Оставив увёртки, дьяк заговорил о назревшей потребности в новых крепостях на Волге, ссылаясь на примеры Тетюшей. Послушав для порядку, Годунов вдруг вскинулся:
— А! Уж не про это ль речешь? — и потянул дьяка за руку к царскому постановлению о строительстве на Волге четырёх городков. Тому самому, которое завтра на совете бояр утвердить рассчитывал.
Недолго повертев бумагу, Щелкалов покачал головой, прищёлкнул языком:
— Хм, не могу надивиться диву твоему, Борис Фёдорович, как в суждениях, так и в поступках.
— Только не серчай. Ну, прямо подмыло мя огорошить тя. Но добром огорошить, — улыбнулся Годунов, легонько трепля думного дьяка за рукав.
— И впрямь огорошил. Добром огорошил. Только не поспешил ли без Думы решить? — усомнился Щелкалов. — Боярский приговор — штука шаткая.
— Я так считаю, выгорит. Дело государству столь выгодно, что только дурак усомнится и вето наложит.
— Хорошо, коль верно. Рад, что одно с тобой в голове держим. Главное, чтоб Руси впрок шло. Ну, спокойно почивать. — Дьяк бесшумно вышел.
Да уж, как же одно? Небось о сговоре с Бекманом ни гу-гу. Не бойся пса иже брешет, а того остерегись, что хвостом молчит. Я тебя, дьяк, ещё одним добром порадую.
Годунов приблизился к волоковому оконцу, нащупал шнурок. Трижды дёрнул. В покойчик вошёл Клешнин.
— Что Горсей? — обратился к нему Борис Фёдорович.

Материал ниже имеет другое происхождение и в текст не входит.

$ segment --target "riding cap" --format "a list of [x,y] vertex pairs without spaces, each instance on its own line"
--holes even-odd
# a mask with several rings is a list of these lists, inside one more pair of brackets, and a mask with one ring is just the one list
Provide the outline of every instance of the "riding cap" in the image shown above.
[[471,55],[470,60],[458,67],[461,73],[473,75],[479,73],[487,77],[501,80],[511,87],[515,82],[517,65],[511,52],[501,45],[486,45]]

— Вдругорядь меня обводит. Зело силён в игре.
— Хм, вот что: а веди-ка ты его сюда, да с доской. За тебя доиграю, — распорядился Годунов.
Клешнин исчез, чуть спустя вернулся в сопровождении сухощавого мужчины с нерусскими глазами — ледышками непроницаемыми…
Кожан в деле
За Яузой, в глухой окраине стоит дом Шелепуги. Внушительного в жилище Проньки мало. Так себе строение: мрачное, узенькие распашные оконца, как бойницы. Но давно уж не только тутошние знали, какие внутрях гульбища закатывались. Окрестный люд стоном стонал от кровавого непотребства Шелепуги. Бродили слухи, что в подклети кромешника тюрьма местится.

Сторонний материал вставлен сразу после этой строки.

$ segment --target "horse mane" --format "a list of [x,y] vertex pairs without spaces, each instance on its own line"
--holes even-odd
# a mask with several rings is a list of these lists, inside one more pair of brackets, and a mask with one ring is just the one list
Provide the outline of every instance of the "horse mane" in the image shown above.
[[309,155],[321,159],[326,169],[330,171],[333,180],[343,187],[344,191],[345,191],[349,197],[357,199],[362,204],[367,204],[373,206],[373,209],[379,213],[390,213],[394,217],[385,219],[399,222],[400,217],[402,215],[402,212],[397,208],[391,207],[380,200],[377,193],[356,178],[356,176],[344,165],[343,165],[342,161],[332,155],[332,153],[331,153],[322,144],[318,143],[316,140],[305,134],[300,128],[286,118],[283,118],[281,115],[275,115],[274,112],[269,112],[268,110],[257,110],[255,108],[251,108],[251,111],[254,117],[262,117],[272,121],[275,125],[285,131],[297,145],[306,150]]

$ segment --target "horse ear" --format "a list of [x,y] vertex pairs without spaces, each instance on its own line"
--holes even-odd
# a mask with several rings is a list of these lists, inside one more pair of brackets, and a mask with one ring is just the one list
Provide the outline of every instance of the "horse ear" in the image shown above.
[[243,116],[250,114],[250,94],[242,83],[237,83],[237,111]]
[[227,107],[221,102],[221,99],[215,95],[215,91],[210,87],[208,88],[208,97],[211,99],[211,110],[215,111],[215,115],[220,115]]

Нескоро добралась забавная пара до логова Пшибожовского подручника. Савва приник к тяжёлой двери. Изнутри сочился заунывный густорёвок. То Сёма Валенок пробовал себя в песне. Скорей всего, внутри никого, кроме. Собственно, и для двоих захват маленькой твердыни — дело несподручное. С возвращением же поплечников Шелепуги, промышлявших сейчас по подворотням, удача свелась бы на нет. Быстрота — залог успеха. Памятуя о том, Кожан шепнул что-то в ухо Толстопятого. Тот кивнул, с разбегу саданул в дверь плечом, пьяно матюгнулся. Наглость пришлась ко двору.

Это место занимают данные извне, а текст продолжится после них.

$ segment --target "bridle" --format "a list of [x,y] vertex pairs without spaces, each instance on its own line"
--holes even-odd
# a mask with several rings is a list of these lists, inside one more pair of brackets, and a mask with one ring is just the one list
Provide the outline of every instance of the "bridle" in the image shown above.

Суровый Сёма как раз любовно выбивал полукафтан и справедливо почёл, что на такую дерзость способен лишь кто из подгулявших дружков. А если чужой — след и поучить.
— Щас намну бока, твою в шесть корыт через перекладину! — пообещал он, отворяя запор.
Вышло обратное. Сзади под ноги громиле катнулся целый кабан, но с железными хваталками. В грудь шарахнули без взмаха, но, по меньшей мере, наковальней. Весело раскидывая лавки, семипудовым валенком заскользил Сёма по нетёсаному полу…
Впереди золотилась щель. За неплотно пригнанной дверью кто-то шуршал. Кузя так мило щупнул её плечиком, что влетел верхом на «плоту». В дальнем углу просторной горницы скрючился Шелепуга. Перевязанный, в одной руке — лучина, в другой — самопал. Нервно хохотнув, он направил дуло в лоб наваждению. Убью-за-алтын растерялся. Он застыл на четвереньках, огромные лапы повисли изогнутыми плетьми. Пронька измывательски щурил уцелевший зрак, медленно приближая палец к спуску. Кузя заворожённо переводил взор от кривого ока к самопальному.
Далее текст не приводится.